Amid complaints that terror suspects could be brought to the U.S., House Democrats on Monday rebuffed the Obama administration's request for $50 million to relocate prisoners from the detention facility at Guantanamo, Cuba.
When lawmakers unveiled a bill to pay for military and diplomatic efforts in Iraq and Afghanistan through the fall, the money to implement President Barack Obama's executive order to shut down the prison within a year was missing from it. However, money could be transferred later — without a politically challenging vote — if it were needed to move the detainees.
The bill, which was released to key lawmakers, registers about $11 billion more than Obama's $83.4 billion request, reflecting additional money for procurement of cargo planes, armored combat vehicles, helicopters and other items.
Funding for foreign aid accounts would be increased to about $10 billion, said a House aide briefed on the bill, including money to combat AIDS.
$50 million request 'a hedge'
Last week, Defense Secretary Robert Gates told lawmakers that the $50 million request for relocating the detainees was simply a "plug in the budget" that was just "a hedge that would allow us to get started if some construction is needed to be able to accommodate those detainees."
The Pentagon has not said how many of the 240 or so detainees would be transferred to the United States or where they would be held. Gates has estimated that 50 to 100 detainees would be shipped to this country.
Top Republicans such as Senate Minority Leader Mitch McConnell of Kentucky have suggested that holding terror detainees in the United States would represent a security threat.

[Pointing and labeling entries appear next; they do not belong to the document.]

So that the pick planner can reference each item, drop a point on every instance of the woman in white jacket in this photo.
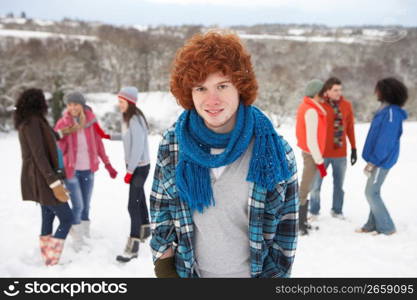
(136, 149)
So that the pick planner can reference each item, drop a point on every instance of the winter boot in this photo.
(85, 229)
(54, 251)
(131, 250)
(78, 241)
(302, 219)
(43, 245)
(145, 232)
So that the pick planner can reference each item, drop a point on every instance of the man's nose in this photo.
(213, 98)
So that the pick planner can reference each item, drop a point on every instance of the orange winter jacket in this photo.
(301, 133)
(348, 129)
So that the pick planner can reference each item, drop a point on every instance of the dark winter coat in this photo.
(39, 161)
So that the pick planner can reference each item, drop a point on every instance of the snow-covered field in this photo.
(333, 251)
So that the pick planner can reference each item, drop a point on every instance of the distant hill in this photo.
(95, 57)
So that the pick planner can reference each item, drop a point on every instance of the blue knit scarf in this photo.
(268, 164)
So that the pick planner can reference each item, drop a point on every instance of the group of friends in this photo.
(325, 120)
(225, 200)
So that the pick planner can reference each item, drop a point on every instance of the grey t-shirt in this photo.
(222, 231)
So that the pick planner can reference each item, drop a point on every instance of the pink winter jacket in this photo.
(68, 144)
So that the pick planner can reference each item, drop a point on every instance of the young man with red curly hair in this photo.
(224, 199)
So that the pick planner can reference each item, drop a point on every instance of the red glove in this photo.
(100, 131)
(128, 177)
(112, 172)
(322, 170)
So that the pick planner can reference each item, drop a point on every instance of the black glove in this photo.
(165, 268)
(353, 157)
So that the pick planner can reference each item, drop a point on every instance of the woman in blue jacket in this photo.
(381, 151)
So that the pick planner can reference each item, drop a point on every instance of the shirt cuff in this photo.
(55, 184)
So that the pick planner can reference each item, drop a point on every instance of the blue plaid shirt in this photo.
(273, 223)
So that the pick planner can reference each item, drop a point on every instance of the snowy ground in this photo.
(333, 251)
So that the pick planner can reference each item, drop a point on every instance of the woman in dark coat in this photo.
(42, 172)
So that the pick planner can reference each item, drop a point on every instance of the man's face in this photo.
(334, 93)
(74, 109)
(216, 101)
(123, 105)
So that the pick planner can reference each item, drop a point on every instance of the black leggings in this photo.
(138, 210)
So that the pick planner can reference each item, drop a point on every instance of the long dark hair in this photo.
(132, 110)
(31, 102)
(391, 90)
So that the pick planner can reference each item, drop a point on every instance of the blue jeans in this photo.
(379, 218)
(65, 217)
(138, 210)
(80, 187)
(339, 171)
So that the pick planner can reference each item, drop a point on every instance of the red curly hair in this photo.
(209, 53)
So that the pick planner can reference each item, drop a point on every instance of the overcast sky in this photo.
(222, 13)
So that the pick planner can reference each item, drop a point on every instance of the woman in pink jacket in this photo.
(81, 151)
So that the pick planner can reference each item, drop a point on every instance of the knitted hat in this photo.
(129, 93)
(75, 97)
(313, 87)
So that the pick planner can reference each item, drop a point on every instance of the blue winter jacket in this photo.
(382, 145)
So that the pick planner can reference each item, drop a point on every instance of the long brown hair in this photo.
(30, 102)
(132, 110)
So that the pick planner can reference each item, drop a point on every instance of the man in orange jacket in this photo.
(311, 139)
(340, 124)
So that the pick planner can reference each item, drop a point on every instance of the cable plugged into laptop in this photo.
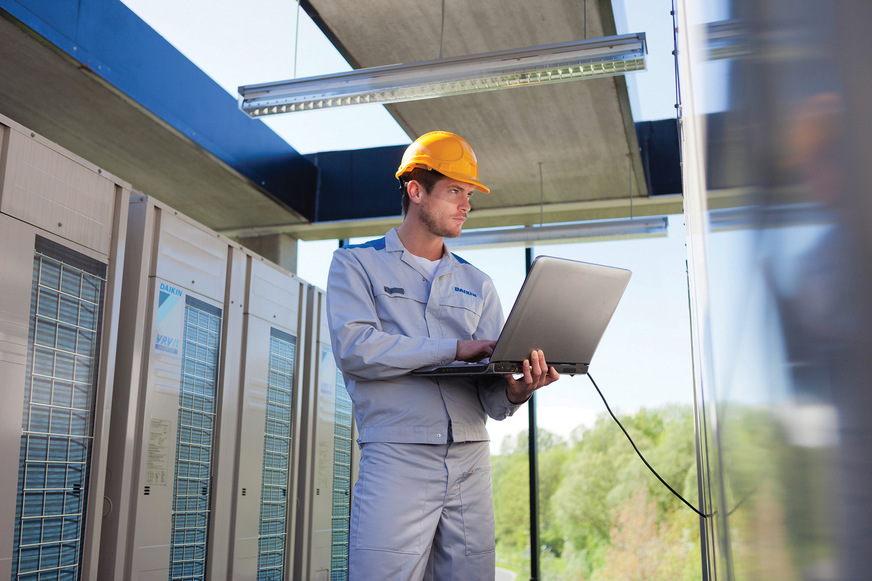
(672, 490)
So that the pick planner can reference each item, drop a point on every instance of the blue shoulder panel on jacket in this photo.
(377, 244)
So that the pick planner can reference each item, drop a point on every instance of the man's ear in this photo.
(415, 191)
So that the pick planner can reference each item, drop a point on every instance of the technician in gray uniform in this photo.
(423, 502)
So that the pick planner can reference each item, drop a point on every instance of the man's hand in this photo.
(536, 374)
(474, 350)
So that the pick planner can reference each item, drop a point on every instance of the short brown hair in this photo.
(426, 177)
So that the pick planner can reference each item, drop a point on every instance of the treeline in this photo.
(602, 515)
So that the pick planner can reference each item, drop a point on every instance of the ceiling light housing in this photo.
(601, 57)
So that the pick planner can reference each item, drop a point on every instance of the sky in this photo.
(644, 358)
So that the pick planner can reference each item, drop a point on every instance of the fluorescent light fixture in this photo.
(607, 56)
(588, 231)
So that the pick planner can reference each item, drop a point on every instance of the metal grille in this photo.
(341, 508)
(193, 469)
(57, 428)
(276, 458)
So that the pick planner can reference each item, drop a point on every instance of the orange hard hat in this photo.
(445, 152)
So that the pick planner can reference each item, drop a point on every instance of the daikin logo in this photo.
(169, 289)
(457, 289)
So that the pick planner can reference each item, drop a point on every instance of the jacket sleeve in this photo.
(492, 388)
(362, 349)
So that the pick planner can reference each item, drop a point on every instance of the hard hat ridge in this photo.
(445, 152)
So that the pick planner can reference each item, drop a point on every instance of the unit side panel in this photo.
(16, 274)
(178, 428)
(57, 193)
(264, 518)
(191, 256)
(274, 295)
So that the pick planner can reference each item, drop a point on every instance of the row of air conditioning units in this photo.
(171, 407)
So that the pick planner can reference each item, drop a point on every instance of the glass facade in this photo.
(196, 421)
(57, 430)
(272, 528)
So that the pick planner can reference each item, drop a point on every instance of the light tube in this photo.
(607, 56)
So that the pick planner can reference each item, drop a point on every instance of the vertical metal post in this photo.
(534, 469)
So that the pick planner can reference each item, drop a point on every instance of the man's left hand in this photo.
(536, 374)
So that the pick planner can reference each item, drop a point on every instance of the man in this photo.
(423, 503)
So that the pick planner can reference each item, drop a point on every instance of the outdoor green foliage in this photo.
(603, 515)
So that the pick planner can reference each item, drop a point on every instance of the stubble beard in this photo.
(429, 221)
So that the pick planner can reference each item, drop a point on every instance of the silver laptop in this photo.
(563, 309)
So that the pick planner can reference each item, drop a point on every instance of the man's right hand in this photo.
(474, 350)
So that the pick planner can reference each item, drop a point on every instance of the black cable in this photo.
(672, 490)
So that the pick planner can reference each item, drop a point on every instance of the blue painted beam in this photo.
(108, 39)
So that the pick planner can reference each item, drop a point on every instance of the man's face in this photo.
(443, 211)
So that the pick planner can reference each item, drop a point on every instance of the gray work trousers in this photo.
(423, 512)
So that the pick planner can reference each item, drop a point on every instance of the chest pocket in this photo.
(459, 315)
(401, 309)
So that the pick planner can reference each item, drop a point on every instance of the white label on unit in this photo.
(157, 463)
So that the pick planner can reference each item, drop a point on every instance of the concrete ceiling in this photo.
(580, 135)
(553, 153)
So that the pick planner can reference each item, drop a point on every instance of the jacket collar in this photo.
(393, 244)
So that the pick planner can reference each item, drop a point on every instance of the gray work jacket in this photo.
(386, 319)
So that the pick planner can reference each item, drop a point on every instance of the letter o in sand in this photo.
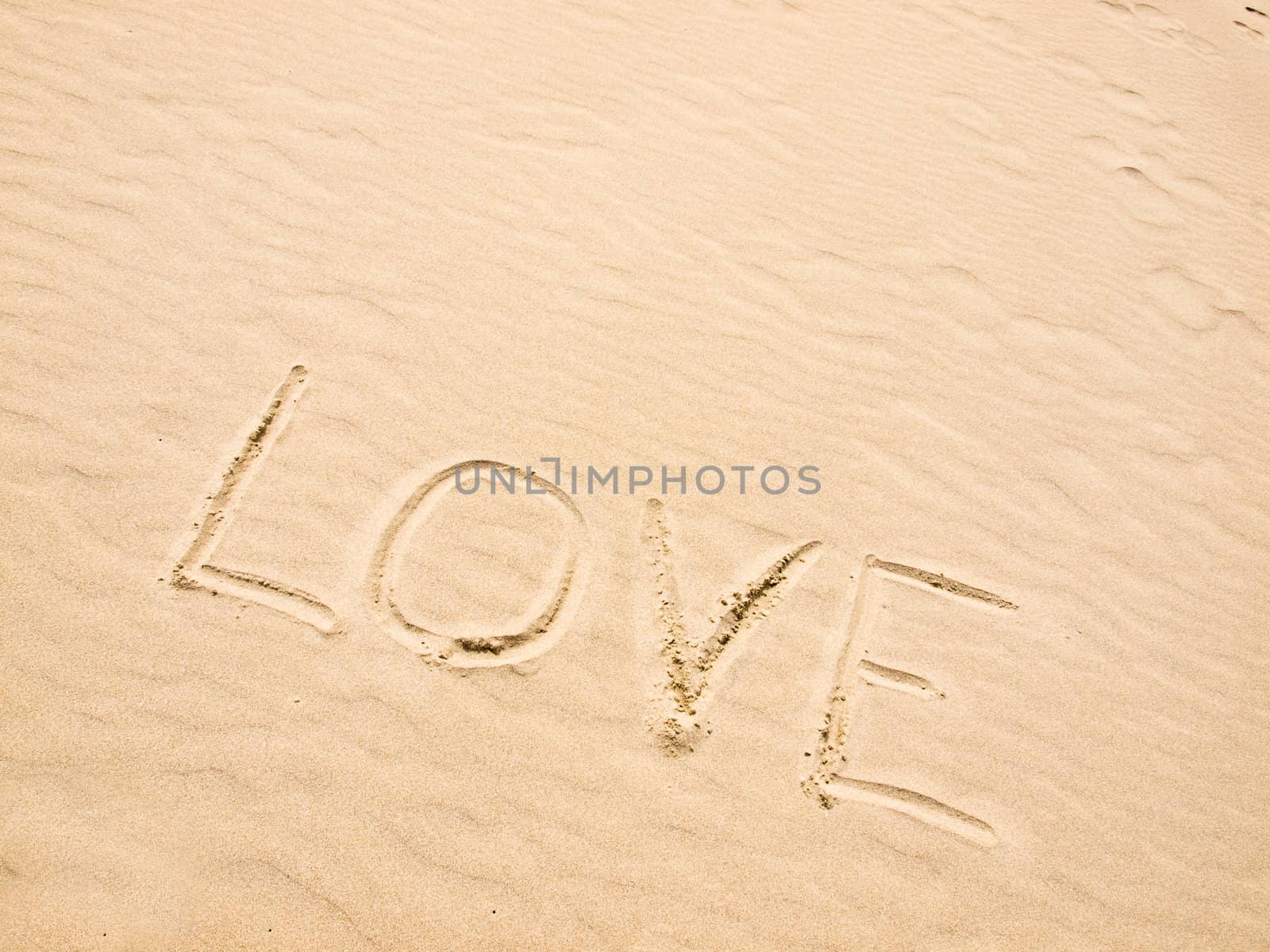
(493, 651)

"The American people want to keep the terrorists at Guantanamo out of their neighborhoods and off of the battlefield," McConnell said. He urged Obama to reconsider his timeline for emptying Guantanamo Bay just as he has reconsidered his deadline for ceasing combat operations in Iraq.
Lawmakers swell spending
Democrats have heeded Obama's demand to keep the bill free of domestic add-ons, though lawmakers such as Rep. John Murtha, D-Pa., and Rep. Nita Lowey, D-N.Y., succeeded in swelling spending for military and foreign aid accounts.

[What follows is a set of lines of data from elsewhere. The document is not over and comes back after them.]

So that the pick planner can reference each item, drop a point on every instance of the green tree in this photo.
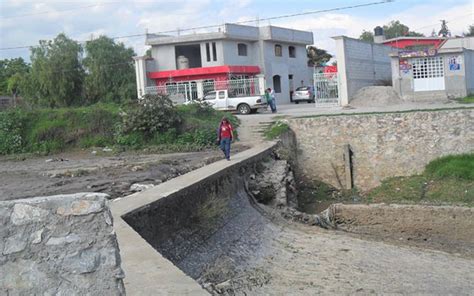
(391, 30)
(11, 72)
(470, 31)
(317, 56)
(56, 76)
(110, 71)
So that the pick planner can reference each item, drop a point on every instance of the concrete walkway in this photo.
(147, 272)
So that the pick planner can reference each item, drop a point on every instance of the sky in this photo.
(25, 22)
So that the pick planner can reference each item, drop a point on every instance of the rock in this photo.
(137, 168)
(25, 214)
(14, 244)
(140, 187)
(224, 286)
(81, 207)
(53, 241)
(85, 261)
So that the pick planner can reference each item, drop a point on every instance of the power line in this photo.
(240, 22)
(55, 11)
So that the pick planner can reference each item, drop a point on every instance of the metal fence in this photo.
(235, 87)
(326, 86)
(181, 92)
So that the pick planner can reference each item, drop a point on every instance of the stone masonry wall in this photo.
(59, 245)
(383, 145)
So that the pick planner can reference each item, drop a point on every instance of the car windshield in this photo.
(302, 88)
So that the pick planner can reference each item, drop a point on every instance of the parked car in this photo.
(220, 100)
(304, 93)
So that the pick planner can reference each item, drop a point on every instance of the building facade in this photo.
(276, 55)
(433, 74)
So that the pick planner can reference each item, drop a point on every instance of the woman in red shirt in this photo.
(225, 136)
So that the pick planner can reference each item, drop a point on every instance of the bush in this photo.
(152, 114)
(11, 129)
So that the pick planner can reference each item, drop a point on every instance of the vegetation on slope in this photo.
(154, 121)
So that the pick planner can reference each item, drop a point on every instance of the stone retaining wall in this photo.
(59, 245)
(383, 145)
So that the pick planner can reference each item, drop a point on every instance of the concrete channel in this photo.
(166, 239)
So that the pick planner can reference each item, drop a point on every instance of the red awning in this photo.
(205, 71)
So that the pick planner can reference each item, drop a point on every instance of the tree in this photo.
(317, 57)
(56, 77)
(11, 72)
(470, 31)
(110, 71)
(391, 30)
(367, 36)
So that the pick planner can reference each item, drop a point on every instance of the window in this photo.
(214, 52)
(242, 49)
(208, 53)
(278, 50)
(210, 96)
(277, 83)
(292, 51)
(428, 67)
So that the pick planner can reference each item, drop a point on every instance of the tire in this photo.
(244, 109)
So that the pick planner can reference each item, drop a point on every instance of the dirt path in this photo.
(311, 261)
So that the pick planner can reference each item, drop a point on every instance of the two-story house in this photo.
(233, 52)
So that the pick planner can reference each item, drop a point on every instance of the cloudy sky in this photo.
(24, 22)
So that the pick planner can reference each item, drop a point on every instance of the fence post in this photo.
(199, 89)
(261, 84)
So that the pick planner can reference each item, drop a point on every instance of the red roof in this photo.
(205, 71)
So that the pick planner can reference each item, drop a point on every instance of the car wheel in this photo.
(244, 109)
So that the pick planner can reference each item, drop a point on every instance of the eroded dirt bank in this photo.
(218, 234)
(445, 228)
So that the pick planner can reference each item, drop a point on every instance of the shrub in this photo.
(276, 130)
(152, 114)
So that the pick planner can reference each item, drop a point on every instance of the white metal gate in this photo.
(326, 89)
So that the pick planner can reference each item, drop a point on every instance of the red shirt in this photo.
(226, 131)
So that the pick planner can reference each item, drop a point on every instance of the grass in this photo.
(275, 130)
(467, 100)
(45, 131)
(447, 180)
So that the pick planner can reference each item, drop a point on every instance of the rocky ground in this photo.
(103, 171)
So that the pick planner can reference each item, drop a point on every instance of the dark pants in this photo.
(273, 105)
(225, 147)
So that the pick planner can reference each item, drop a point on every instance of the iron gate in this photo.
(326, 88)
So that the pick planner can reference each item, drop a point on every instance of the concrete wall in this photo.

Murtha had hoped to used the bill to advance $8 billion to $9 billion in extras for the military, such as Stryker armored combat vehicles and C-17 cargo planes.

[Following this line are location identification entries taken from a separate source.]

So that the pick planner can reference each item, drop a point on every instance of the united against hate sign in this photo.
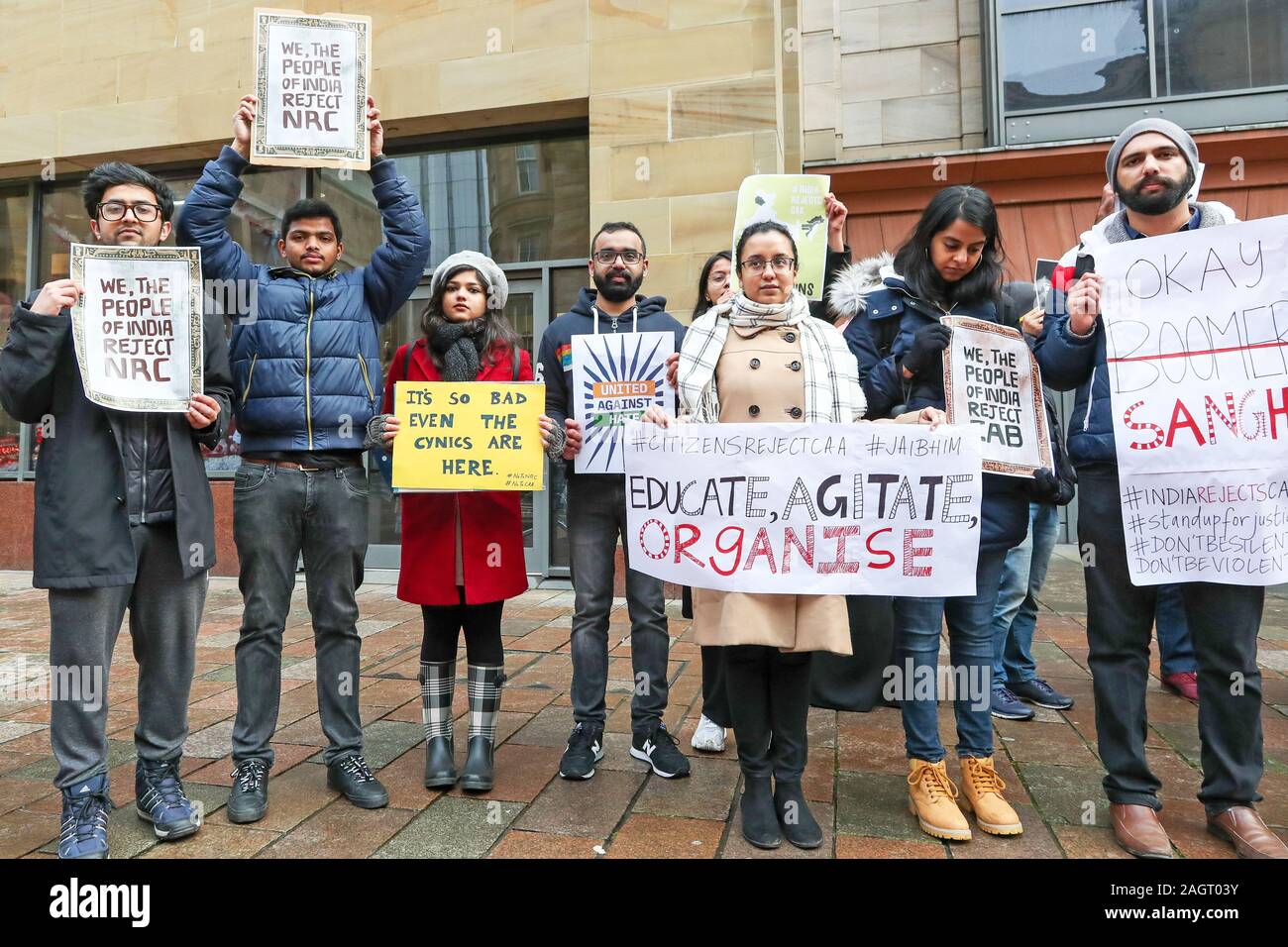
(312, 76)
(137, 328)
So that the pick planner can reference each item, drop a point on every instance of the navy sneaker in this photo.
(1008, 706)
(585, 749)
(160, 799)
(84, 827)
(1041, 693)
(660, 750)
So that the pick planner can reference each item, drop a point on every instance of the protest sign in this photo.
(1197, 357)
(810, 509)
(992, 381)
(614, 379)
(469, 436)
(795, 201)
(312, 76)
(137, 328)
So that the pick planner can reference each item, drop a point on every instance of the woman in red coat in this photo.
(462, 552)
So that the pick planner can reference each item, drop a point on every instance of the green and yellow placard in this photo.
(469, 436)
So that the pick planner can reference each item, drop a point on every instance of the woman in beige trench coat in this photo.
(761, 359)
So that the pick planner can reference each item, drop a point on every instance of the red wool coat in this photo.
(428, 575)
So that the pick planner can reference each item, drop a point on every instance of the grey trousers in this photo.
(165, 612)
(279, 513)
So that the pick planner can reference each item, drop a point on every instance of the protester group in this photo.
(125, 518)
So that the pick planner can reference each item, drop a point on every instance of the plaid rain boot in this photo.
(484, 684)
(437, 685)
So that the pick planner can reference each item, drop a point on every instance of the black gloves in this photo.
(926, 346)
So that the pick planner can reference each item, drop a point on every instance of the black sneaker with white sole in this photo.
(660, 750)
(585, 749)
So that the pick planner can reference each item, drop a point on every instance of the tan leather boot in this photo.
(982, 791)
(930, 799)
(1250, 836)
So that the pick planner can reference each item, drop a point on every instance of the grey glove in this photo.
(375, 429)
(554, 450)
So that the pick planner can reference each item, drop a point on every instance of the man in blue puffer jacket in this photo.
(307, 373)
(1151, 166)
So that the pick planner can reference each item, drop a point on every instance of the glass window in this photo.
(1216, 46)
(1076, 55)
(14, 219)
(527, 166)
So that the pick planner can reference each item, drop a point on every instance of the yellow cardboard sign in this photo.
(469, 436)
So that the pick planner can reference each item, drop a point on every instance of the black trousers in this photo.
(1224, 621)
(769, 707)
(482, 624)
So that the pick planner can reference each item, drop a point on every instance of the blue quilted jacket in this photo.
(305, 357)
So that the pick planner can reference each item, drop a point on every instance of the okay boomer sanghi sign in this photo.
(137, 328)
(312, 76)
(1197, 352)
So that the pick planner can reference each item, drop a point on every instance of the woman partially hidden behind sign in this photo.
(760, 357)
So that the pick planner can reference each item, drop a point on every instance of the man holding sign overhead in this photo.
(124, 515)
(307, 365)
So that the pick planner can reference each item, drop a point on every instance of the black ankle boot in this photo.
(759, 819)
(439, 763)
(477, 776)
(799, 823)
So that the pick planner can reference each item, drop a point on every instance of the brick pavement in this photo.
(855, 779)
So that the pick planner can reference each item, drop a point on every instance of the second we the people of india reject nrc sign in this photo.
(312, 76)
(137, 328)
(992, 382)
(807, 509)
(469, 436)
(1197, 350)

But pressure from Speaker Nancy Pelosi, D-Calif., and other party leaders forced Murtha to cut from 15 to eight the number of C-17 planes from The Boeing Co. Eight of the planes would cost of $2.2 billion. Boeing was unsuccessful in winning new F-18 fighters.
Obama's request, including money to send thousands more troops to Afghanistan, would push the costs of the two wars to almost $1 trillion since the Sept. 11, 2001, terrorist attacks, according to the Congressional Research Service.
While the Iraq war by far gets the most money, the request reflects a shift in focus from Iraq to Afghanistan.